The goal of entity linking is to map spans of text to canonical entity representations such as Freebase entries or Wikipedia articles. It provides a foundation for various natural language processing tasks, including text understanding, summarization and machine translation. Name ambiguity, word polysemy, context dependencies, and a heavy-tailed distribution of entities contribute to the complexity of this problem. We here propose a probabilistic approach that makes use of an effective graphical model for collective entity linking, which resolves entity links jointly across an entire document. Our model captures local information from linkable token spans (i.e., mentions) and their surrounding context and combines it with a document-level prior of entity co-occurrences. The model is acquired automatically from entity-linked text repositories with a lightweight computational step for parameter adaptation. Loopy belief propagation is then used as an efficient approximate inference algorithm.
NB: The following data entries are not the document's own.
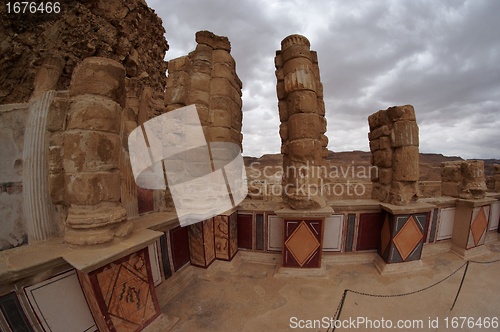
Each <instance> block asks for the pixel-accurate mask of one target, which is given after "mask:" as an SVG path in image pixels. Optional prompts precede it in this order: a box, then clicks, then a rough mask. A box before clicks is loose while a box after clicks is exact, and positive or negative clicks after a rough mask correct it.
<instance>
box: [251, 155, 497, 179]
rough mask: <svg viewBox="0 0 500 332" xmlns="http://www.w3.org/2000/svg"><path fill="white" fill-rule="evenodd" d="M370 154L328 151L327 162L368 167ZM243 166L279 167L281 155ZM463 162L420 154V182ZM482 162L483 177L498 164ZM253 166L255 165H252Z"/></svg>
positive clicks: (489, 159) (256, 160)
mask: <svg viewBox="0 0 500 332" xmlns="http://www.w3.org/2000/svg"><path fill="white" fill-rule="evenodd" d="M370 158H371V153H370V152H367V151H341V152H334V151H328V156H327V160H328V161H329V163H330V165H345V164H354V165H370ZM243 159H244V161H245V166H247V167H249V166H250V165H251V164H252V163H258V164H257V165H258V167H260V168H262V167H265V166H281V164H282V161H283V156H282V155H281V154H278V153H277V154H265V155H262V156H261V157H249V156H244V157H243ZM458 160H464V159H463V158H461V157H458V156H444V155H442V154H438V153H420V181H441V163H442V162H445V161H458ZM479 160H483V161H484V169H485V170H484V171H485V176H486V177H487V178H488V177H490V176H492V175H493V165H494V164H500V159H479ZM254 165H255V164H254Z"/></svg>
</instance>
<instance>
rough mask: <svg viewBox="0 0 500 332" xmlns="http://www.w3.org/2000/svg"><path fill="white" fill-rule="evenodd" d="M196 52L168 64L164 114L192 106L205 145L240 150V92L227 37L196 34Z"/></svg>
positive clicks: (235, 66) (235, 71)
mask: <svg viewBox="0 0 500 332" xmlns="http://www.w3.org/2000/svg"><path fill="white" fill-rule="evenodd" d="M196 42H197V45H196V49H195V50H194V51H192V52H191V53H189V54H188V55H186V56H183V57H180V58H176V59H172V60H170V61H169V62H168V77H167V88H166V92H165V105H166V109H167V111H171V110H174V109H177V108H180V107H183V106H187V105H191V104H195V105H196V108H197V110H198V115H199V117H200V122H201V125H202V126H203V130H204V133H205V138H206V140H207V142H232V143H236V144H238V145H239V146H240V147H241V143H242V139H243V135H242V134H241V122H242V116H243V113H242V111H241V107H242V101H241V94H242V93H241V88H242V83H241V81H240V79H239V78H238V75H237V74H236V62H235V61H234V58H233V57H232V56H231V54H230V51H231V44H230V43H229V40H228V39H227V37H222V36H217V35H215V34H213V33H212V32H209V31H198V32H197V33H196Z"/></svg>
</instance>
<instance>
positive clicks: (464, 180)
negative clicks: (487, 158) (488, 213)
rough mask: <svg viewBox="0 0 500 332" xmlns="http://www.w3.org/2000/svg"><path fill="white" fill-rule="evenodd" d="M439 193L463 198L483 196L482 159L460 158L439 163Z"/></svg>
mask: <svg viewBox="0 0 500 332" xmlns="http://www.w3.org/2000/svg"><path fill="white" fill-rule="evenodd" d="M441 193H442V195H443V196H451V197H457V198H463V199H477V198H484V197H485V195H486V181H485V177H484V161H482V160H464V161H462V160H460V161H450V162H444V163H442V164H441Z"/></svg>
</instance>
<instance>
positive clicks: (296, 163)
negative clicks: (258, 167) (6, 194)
mask: <svg viewBox="0 0 500 332" xmlns="http://www.w3.org/2000/svg"><path fill="white" fill-rule="evenodd" d="M275 66H276V78H277V81H278V83H277V86H276V91H277V94H278V107H279V113H280V121H281V125H280V136H281V142H282V143H281V144H282V146H281V153H282V154H283V169H284V170H285V171H284V174H283V179H282V186H283V201H284V202H285V203H287V204H288V205H289V206H290V207H291V208H292V209H305V210H308V209H320V208H323V207H325V206H326V201H325V199H324V197H323V195H322V193H321V185H322V178H323V174H322V170H324V168H322V166H325V158H326V156H327V154H328V151H327V148H326V146H327V144H328V139H327V137H326V136H325V135H324V133H325V132H326V119H325V117H324V115H325V107H324V103H323V98H322V97H323V94H322V91H323V89H322V85H321V83H320V77H319V67H318V61H317V55H316V52H312V51H311V50H310V44H309V40H307V38H305V37H304V36H301V35H290V36H288V37H286V38H285V39H283V41H282V42H281V51H277V52H276V57H275Z"/></svg>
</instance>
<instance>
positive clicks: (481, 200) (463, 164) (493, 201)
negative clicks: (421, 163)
mask: <svg viewBox="0 0 500 332" xmlns="http://www.w3.org/2000/svg"><path fill="white" fill-rule="evenodd" d="M441 193H442V195H443V196H450V197H455V198H458V199H457V203H456V211H455V220H454V224H453V233H452V235H451V242H452V244H453V246H452V251H453V252H454V253H456V254H457V255H459V256H460V257H462V258H464V259H469V258H471V257H473V256H474V255H476V254H481V253H482V251H483V250H484V248H483V245H484V242H485V239H486V233H487V231H488V223H489V217H490V209H491V204H492V203H493V202H495V201H496V199H493V198H487V197H486V181H485V177H484V162H483V161H482V160H460V161H451V162H444V163H442V164H441Z"/></svg>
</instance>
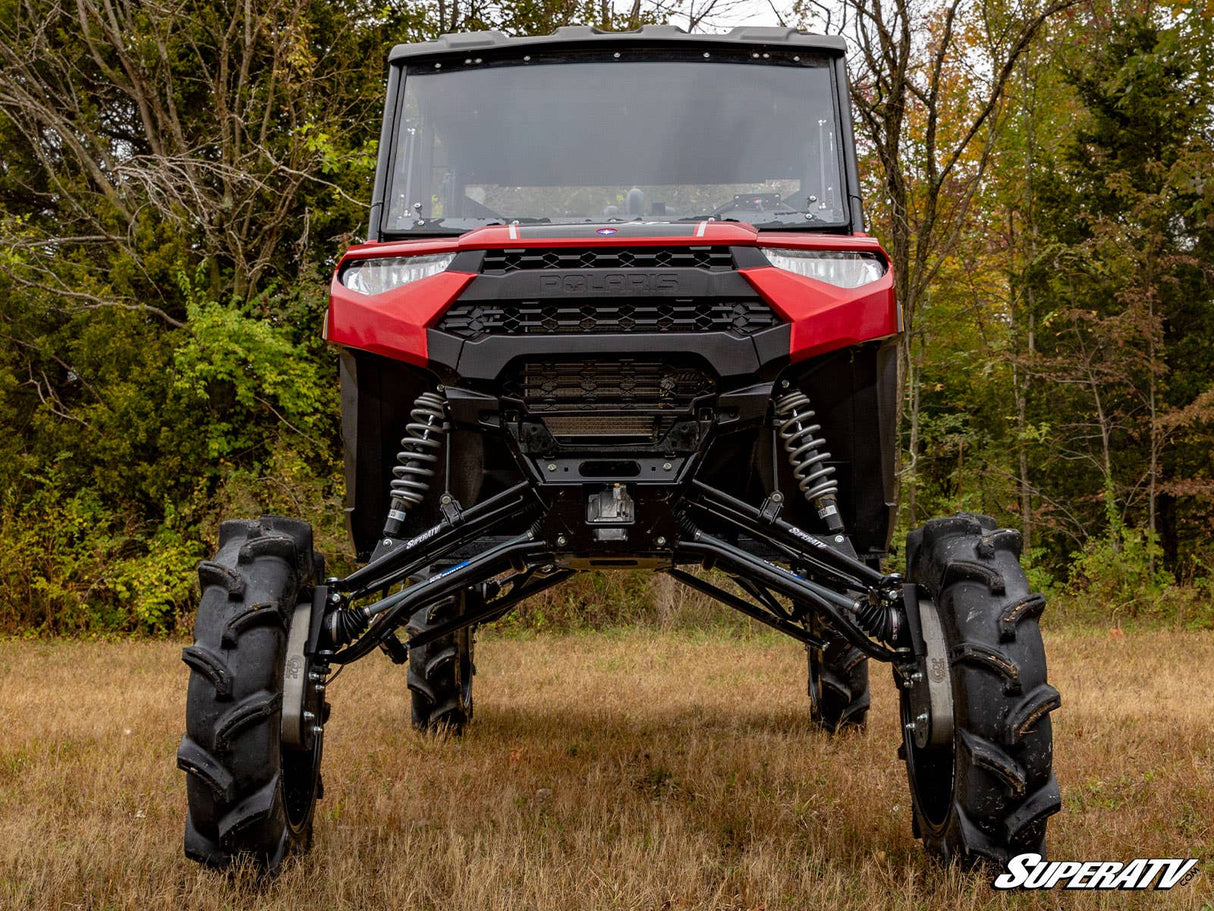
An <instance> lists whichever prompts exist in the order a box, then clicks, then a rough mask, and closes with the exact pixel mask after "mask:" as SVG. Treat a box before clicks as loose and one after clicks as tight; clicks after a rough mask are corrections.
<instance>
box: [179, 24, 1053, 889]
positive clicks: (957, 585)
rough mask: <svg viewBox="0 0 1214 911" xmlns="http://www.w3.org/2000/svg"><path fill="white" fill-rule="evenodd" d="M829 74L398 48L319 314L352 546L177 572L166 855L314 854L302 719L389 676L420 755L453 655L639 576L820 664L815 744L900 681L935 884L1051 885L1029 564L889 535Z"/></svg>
mask: <svg viewBox="0 0 1214 911" xmlns="http://www.w3.org/2000/svg"><path fill="white" fill-rule="evenodd" d="M844 51H845V46H844V43H843V40H841V39H838V38H822V36H815V35H806V34H799V33H796V32H793V30H788V29H760V28H741V29H734V30H733V32H731V33H728V34H725V35H713V36H708V35H687V34H683V33H682V32H680V30H679V29H675V28H673V27H646V28H642V29H640V30H637V32H630V33H618V34H609V33H600V32H597V30H592V29H588V28H565V29H560V30H558V32H556V33H554V34H552V35H550V36H546V38H524V39H510V38H505V36H503V35H500V34H498V33H493V32H487V33H477V34H464V35H447V36H444V38H442V39H439V40H437V41H432V43H427V44H415V45H404V46H399V47H397V49H396V50H395V51H393V52H392V55H391V58H390V68H388V81H387V103H386V108H385V115H384V124H382V131H381V134H380V145H379V166H378V170H376V175H375V187H374V193H373V197H371V209H370V223H369V237H370V241H369V242H368V243H364V244H361V245H358V247H354V248H352V249H350V250H347V251H346V254H345V255H344V256H342V259H341V262H340V265H339V266H337V268H336V272H335V275H334V279H333V290H331V302H330V307H329V313H328V319H327V323H325V333H327V338H328V340H329V341H330V343H333V344H334V345H336V346H337V347H339V351H340V356H341V386H342V409H344V414H342V421H344V423H342V429H344V436H345V447H346V451H345V457H346V486H347V498H348V499H347V517H348V526H350V531H351V534H352V538H353V542H354V545H356V549H357V551H358V554H359V558H361V560H362V561H364V565H362V567H361V568H358V570H357V571H356V572H353V573H352V575H350V576H347V577H346V578H328V577H327V576H325V573H324V561H323V560H322V558H320V556H319V555H318V554H316V553H314V551H313V544H312V533H311V530H310V528H308V526H307V525H306V524H304V522H300V521H296V520H293V519H284V517H276V516H262V517H261V519H256V520H242V521H229V522H225V524H223V527H222V530H221V532H220V543H219V553H217V554H216V555H215V559H214V560H209V561H206V562H203V564H202V565H200V567H199V578H200V582H202V592H203V594H202V604H200V607H199V611H198V621H197V624H195V644H194V645H192V646H191V647H188V649H186V650H185V660H186V662H187V664H189V667H191V669H192V674H191V680H189V692H188V705H187V715H186V728H187V731H186V736H185V737H183V739H182V742H181V748H180V752H178V754H177V760H178V764H180V765H181V768H182V769H183V770H185V771H186V773H187V776H186V781H187V791H188V809H189V813H188V817H187V821H186V853H187V854H188V855H189V856H191V858H193V859H195V860H199V861H202V862H204V864H209V865H219V866H222V865H226V864H228V862H231V861H232V860H233V859H237V858H242V856H246V858H251V859H253V860H254V861H255V862H256V864H257V865H260V866H261V867H263V868H266V870H276V868H277V867H278V866H279V864H280V862H282V860H283V858H284V856H285V855H287V854H288V853H289V851H291V850H294V849H305V848H307V845H308V843H310V839H311V832H312V822H313V809H314V807H316V802H317V799H318V798H319V797H320V791H322V788H320V776H319V766H320V752H322V745H323V740H324V724H325V719H327V718H328V713H329V705H328V702H327V701H325V683H327V680H328V679H329V677H330V675H331V673H333V672H334V669H336V668H337V667H340V666H342V664H346V663H348V662H352V661H356V660H358V658H361V657H363V656H367V655H370V653H373V652H386V655H387V656H388V657H390V658H391V660H392V661H395V662H397V663H402V664H407V666H408V667H407V678H408V686H409V690H410V691H412V698H413V722H414V724H415V725H418V726H419V728H421V729H432V728H448V729H455V730H458V729H460V728H461V726H463V725H464V724H466V723H467V722H469V720H470V718H471V714H472V690H471V685H472V672H473V664H472V646H473V641H472V632H471V630H472V629H473V628H475V627H476V626H478V624H483V623H489V622H492V621H494V619H497V618H499V617H501V616H503V615H505V613H506V612H507V611H510V610H511V607H514V606H515V605H516V604H518V602H520V601H522V600H523V599H526V598H528V596H531V595H533V594H535V593H538V592H540V590H543V589H545V588H549V587H550V585H555V584H557V583H560V582H562V581H563V579H567V578H568V577H569V576H572V575H573V573H577V572H583V571H588V570H603V568H613V567H642V568H649V570H653V571H657V572H665V573H668V575H670V576H673V577H674V578H676V579H679V581H680V582H682V583H685V584H687V585H690V587H692V588H694V589H697V590H699V592H703V593H707V594H709V595H713V596H715V598H716V599H719V600H720V601H721V602H724V604H726V605H728V606H731V607H734V609H737V610H739V611H742V612H743V613H745V615H748V616H750V617H753V618H755V619H758V621H761V622H764V623H767V624H770V626H771V627H773V628H776V629H778V630H779V632H782V633H785V634H788V635H789V636H792V638H793V639H795V640H796V641H799V643H801V644H804V646H805V647H806V650H807V653H809V661H807V666H809V667H807V670H809V697H810V698H809V706H807V711H809V712H810V713H811V714H812V718H813V719H815V722H816V723H817V724H818V725H821V726H822V728H823V729H826V730H827V731H832V732H833V731H838V730H840V729H844V728H847V726H850V725H862V724H863V723H864V719H866V714H867V711H868V698H869V697H868V677H869V673H868V672H869V663H870V661H873V660H877V661H881V662H886V663H889V664H890V666H891V667H892V669H894V680H895V684H896V685H897V689H898V696H900V703H901V715H902V745H901V749H900V754H901V756H902V758H903V759H904V762H906V769H907V777H908V780H909V785H911V794H912V798H913V800H912V804H913V811H912V825H913V827H914V832H915V834H917V836H918V837H920V838H923V841H924V843H925V845H926V848H927V850H929V851H932V853H934V854H936V855H940V856H941V858H944V859H960V860H963V861H968V862H972V861H976V860H988V861H993V862H997V864H998V862H1004V861H1006V860H1008V859H1009V858H1010V856H1012V855H1015V854H1019V853H1022V851H1036V853H1042V851H1043V849H1044V839H1045V825H1046V817H1048V816H1049V815H1050V814H1053V813H1055V811H1056V810H1057V809H1059V791H1057V785H1056V783H1055V779H1054V775H1053V773H1051V735H1050V718H1049V714H1050V712H1051V711H1053V709H1054V708H1056V707H1057V705H1059V695H1057V692H1056V691H1055V690H1054V689H1053V688H1051V686H1050V685H1049V684H1048V683H1046V678H1045V656H1044V650H1043V646H1042V639H1040V634H1039V632H1038V622H1037V618H1038V616H1039V615H1040V612H1042V609H1043V606H1044V601H1043V599H1042V598H1040V595H1037V594H1033V593H1031V592H1029V589H1028V584H1027V582H1026V578H1025V573H1023V572H1022V571H1021V567H1020V564H1019V556H1020V547H1021V544H1020V536H1019V534H1017V533H1016V532H1015V531H1010V530H1006V528H1000V527H998V526H997V525H995V522H994V521H993V520H991V519H988V517H985V516H980V515H958V516H953V517H951V519H937V520H934V521H930V522H927V524H926V526H925V527H923V528H919V530H917V531H913V532H911V534H909V537H908V539H907V545H906V560H907V562H906V573H904V576H903V575H898V573H895V572H887V571H886V570H885V568H883V567H884V566H885V561H884V558H885V556H886V554H887V553H889V542H890V534H891V525H892V516H894V510H895V499H896V497H895V490H896V479H895V447H896V440H895V438H894V435H895V404H896V396H897V395H898V389H897V380H896V344H897V335H898V332H900V323H898V306H897V302H896V301H895V296H894V284H892V277H891V275H890V268H889V260H887V258H886V255H885V253H884V251H883V250H881V248H880V245H879V244H878V243H877V241H874V239H873V238H870V237H868V236H867V234H864V233H862V232H863V221H862V214H861V200H860V181H858V176H857V166H856V152H855V147H853V140H852V129H851V114H850V111H849V101H847V80H846V72H845V67H844Z"/></svg>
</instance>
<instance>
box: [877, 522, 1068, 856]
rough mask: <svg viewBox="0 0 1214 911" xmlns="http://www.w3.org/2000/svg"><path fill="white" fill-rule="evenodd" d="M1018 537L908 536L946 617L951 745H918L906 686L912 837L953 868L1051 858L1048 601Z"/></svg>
mask: <svg viewBox="0 0 1214 911" xmlns="http://www.w3.org/2000/svg"><path fill="white" fill-rule="evenodd" d="M1020 549H1021V538H1020V533H1019V532H1015V531H1011V530H1006V528H1003V530H999V528H997V527H995V522H994V520H993V519H989V517H987V516H976V515H959V516H954V517H952V519H937V520H934V521H930V522H927V525H926V526H925V527H924V528H920V530H918V531H914V532H911V534H909V536H908V538H907V567H908V577H909V581H911V582H913V583H917V584H918V587H919V593H920V598H927V599H930V600H931V601H932V602H934V604H935V606H936V611H937V613H938V618H940V627H941V633H942V634H943V641H944V647H946V650H947V655H946V656H943V657H944V660H946V662H947V664H946V663H944V662H942V663H941V664H940V667H946V666H947V670H948V675H949V684H951V691H952V698H953V737H952V743H949V745H944V746H936V747H932V746H930V745H927V746H923V747H920V746H917V741H915V737H914V736H913V731H914V725H915V724H917V717H915V712H914V709H913V708H912V700H911V696H909V683H906V681H903V683H904V689H903V690H902V695H901V703H902V723H903V746H902V749H901V751H900V754H901V756H902V758H903V759H904V760H906V765H907V776H908V779H909V782H911V794H912V803H913V813H914V822H913V825H914V833H915V836H917V837H920V838H923V841H924V845H925V848H926V849H927V851H929V853H931V854H935V855H937V856H940V858H941V859H943V860H944V861H951V860H960V861H963V862H966V864H976V862H981V861H989V862H992V864H995V865H1005V864H1006V861H1008V860H1009V859H1010V858H1012V856H1015V855H1017V854H1021V853H1025V851H1033V853H1037V854H1042V855H1043V856H1044V854H1045V824H1046V819H1048V817H1049V816H1050V815H1051V814H1054V813H1057V810H1059V809H1060V807H1061V802H1060V798H1059V787H1057V782H1056V780H1055V777H1054V773H1053V734H1051V729H1050V718H1049V715H1050V712H1053V711H1054V709H1055V708H1057V707H1059V705H1060V697H1059V692H1057V690H1055V689H1054V688H1053V686H1050V685H1049V684H1048V683H1046V679H1045V677H1046V675H1045V649H1044V645H1043V644H1042V636H1040V630H1039V629H1038V623H1037V618H1038V616H1039V615H1040V612H1042V609H1043V607H1044V605H1045V600H1044V599H1043V598H1042V596H1040V595H1038V594H1032V593H1031V592H1029V589H1028V582H1027V579H1026V578H1025V573H1023V571H1022V570H1021V567H1020V561H1019V558H1020Z"/></svg>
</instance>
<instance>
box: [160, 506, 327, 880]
mask: <svg viewBox="0 0 1214 911" xmlns="http://www.w3.org/2000/svg"><path fill="white" fill-rule="evenodd" d="M320 572H322V566H320V560H319V555H317V554H313V551H312V530H311V527H310V526H308V525H307V524H306V522H301V521H296V520H293V519H280V517H278V516H262V517H261V519H260V520H259V521H234V522H223V525H222V526H221V528H220V550H219V554H217V555H216V556H215V559H214V560H209V561H204V562H203V564H200V565H199V567H198V576H199V579H200V583H202V589H203V596H202V602H200V605H199V609H198V617H197V619H195V622H194V644H193V645H192V646H189V647H188V649H185V650H183V651H182V658H183V661H185V662H186V664H188V666H189V668H191V674H189V690H188V695H187V698H186V735H185V737H182V741H181V747H180V749H178V751H177V765H178V768H181V769H182V770H183V771H185V773H186V794H187V799H188V808H189V810H188V815H187V817H186V855H187V856H188V858H191V859H193V860H197V861H199V862H202V864H205V865H208V866H215V867H225V866H228V865H229V864H232V862H233V861H236V860H238V859H240V858H246V859H249V860H251V861H253V862H254V865H255V866H256V867H257V868H259V870H261V871H262V872H270V873H273V872H276V871H277V870H278V867H279V866H280V865H282V862H283V860H284V859H285V858H287V856H288V855H289V854H290V853H291V851H295V850H306V849H307V848H308V847H310V845H311V841H312V816H313V810H314V808H316V802H317V799H318V798H319V797H320V773H319V769H320V752H322V745H323V734H322V732H320V731H319V729H317V730H316V731H313V730H312V729H311V725H310V728H308V731H307V734H306V735H305V737H304V742H302V745H299V746H291V745H289V743H287V742H284V740H283V736H282V707H283V690H284V685H283V669H284V661H285V653H287V640H288V633H289V630H290V627H291V623H293V619H294V616H295V609H296V605H299V604H300V602H302V601H311V598H312V589H313V585H314V584H316V581H317V578H318V577H319V573H320ZM320 694H322V690H319V689H317V688H313V689H312V691H311V692H310V696H308V698H310V705H308V707H310V708H311V709H312V711H313V712H312V713H313V715H314V717H316V718H318V719H319V720H322V722H323V717H324V711H325V706H324V701H323V695H320Z"/></svg>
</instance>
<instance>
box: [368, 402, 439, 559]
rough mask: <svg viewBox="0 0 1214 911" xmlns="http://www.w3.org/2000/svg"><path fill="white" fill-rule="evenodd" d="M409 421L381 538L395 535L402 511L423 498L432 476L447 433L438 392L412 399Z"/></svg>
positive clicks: (394, 470)
mask: <svg viewBox="0 0 1214 911" xmlns="http://www.w3.org/2000/svg"><path fill="white" fill-rule="evenodd" d="M409 417H410V418H412V420H410V421H409V423H408V424H405V426H404V436H403V437H402V438H401V452H398V453H397V454H396V462H397V464H396V465H395V466H393V468H392V485H391V490H392V503H391V505H390V507H388V510H387V522H385V524H384V537H385V538H395V537H396V536H397V533H398V532H399V531H401V526H402V525H403V524H404V517H405V513H408V510H410V509H413V508H414V507H415V505H418V504H419V503H421V500H422V499H425V497H426V493H429V492H430V482H431V480H432V479H433V476H435V464H436V463H437V462H438V451H439V449H442V446H443V437H444V436H446V435H447V431H448V424H447V400H446V398H444V397H443V396H442V395H439V394H438V392H422V394H421V395H419V396H418V397H416V398H415V400H414V402H413V411H410V412H409Z"/></svg>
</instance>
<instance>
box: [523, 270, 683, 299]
mask: <svg viewBox="0 0 1214 911" xmlns="http://www.w3.org/2000/svg"><path fill="white" fill-rule="evenodd" d="M539 287H540V289H541V290H544V292H545V293H549V294H653V293H657V292H666V293H670V292H677V290H679V273H677V272H632V271H629V272H597V271H596V272H575V273H572V275H568V273H567V275H563V276H544V277H541V278H540V279H539Z"/></svg>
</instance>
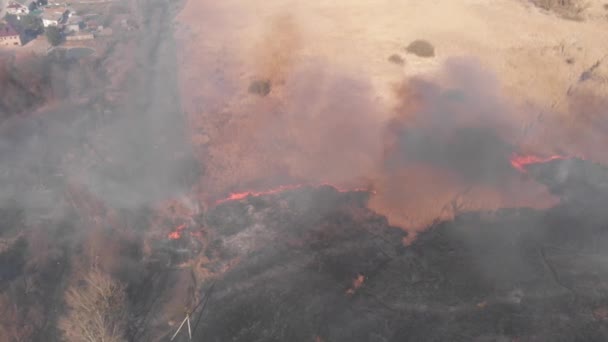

Our method does not require extensive feature engineering but relies on simple sufficient statistics extracted from data, thus making it sufficiently fast for real-time usage. We demonstrate its performance on a wide range of well-known entity linking benchmark datasets, demonstrating that our approach matches, and in many cases outperforms, existing state-of-the-art methods.

This paper has been accepted for presentation at the World Wide Web Conference (WWW) 2016 in Montreal, Canada.